[SciPy-dev] Possible Error in Kendall's Tau (scipy.stats.stats.kendalltau)

Wed Mar 18 09:19:38 EDT 2009

Hello,

On Wed, 2009-03-18 at 13:11 +0100, Sturla Molden wrote:
> So it seems Hollander & Wolfe and Minitab says 0.67, whereas Numerical 
> Receipes says 1.0. Intuitively a vector correlation should be exactly 
> correlated with itself, but I am inclined to trust Hollander & Wolfe 
> more than Numerical Receipes.

Ah, I was under the impression you already checked Hollander & Wolfe.
Anyway, it seems my initial interpretation was right then. Repeating the
formula here (augmented) for future reference:

Kendall's tau-b (tie handling):
-------------------------------
Given two rankings R1 and R2, Kendall's tau-b is calculated by:
        t = (P - Q) / SQRT((P + Q + T) * (P + Q + U))
where P is the number of concordant pairs, Q the number of discordant
pairs, T the number of ties in R1 and U the number of ties in R2.
[Ties are always counted regardless of whether they occur for the same
pair in R1 and R2 or different pairs]
-------------------------------

Some tests I ran today with the R implementation of Kendall's Tau(-a)
and the original implementation in SciPy.stats.stats (Kendall's Tau-b)
seem to suggests that if we do NOT count ties on the same pair (the
current situation in SciPy.stats.stats) effectively Kendall's Tau-b
gives the same outcomes as Kendall's Tau-a for about 36 test cases.

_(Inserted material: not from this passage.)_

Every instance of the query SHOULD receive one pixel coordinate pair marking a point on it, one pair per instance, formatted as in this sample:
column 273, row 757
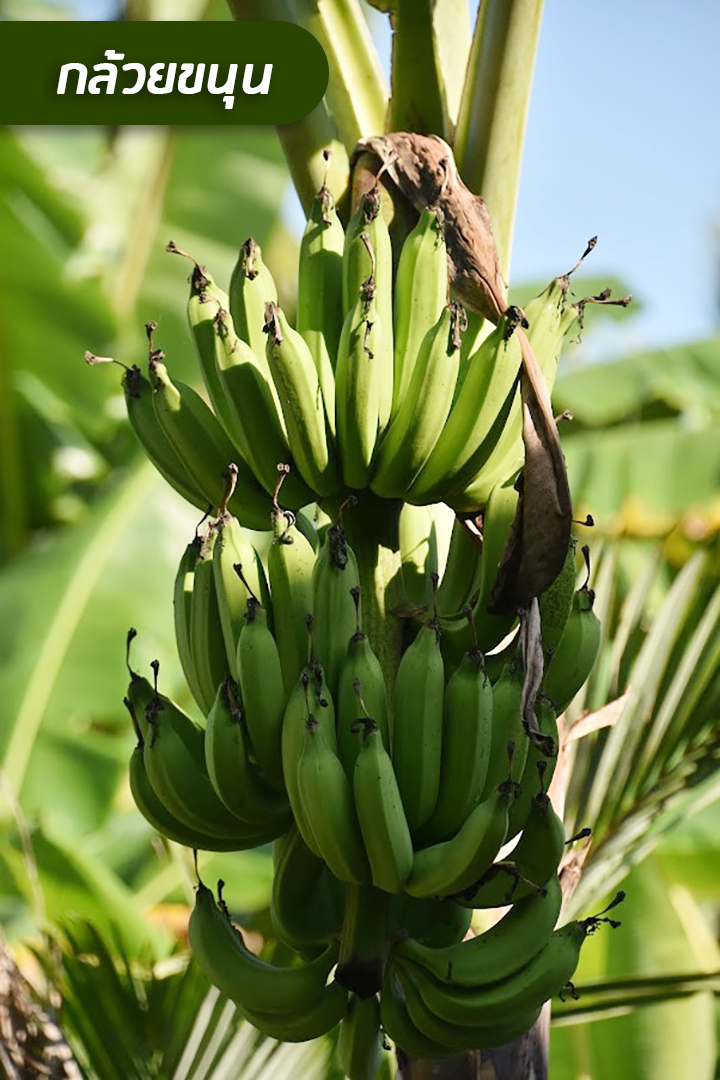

This seems to suggest that Kendall's Tau-b (tie correction) in SciPy as
it is behaves like Kendall's Tau-a (no tie correction), possibly because
of leaving out ties on identical pairs in T and U above.

I unfortunately do not have the time to mathematically prove (or
disprove) the equivalence of Kendall's Tau-a and the current SciPy
implementation right now, but I thought I'd be useful to mention these
test results.

-- 
With kind regards,

Almer S. Tigelaar
University of Twente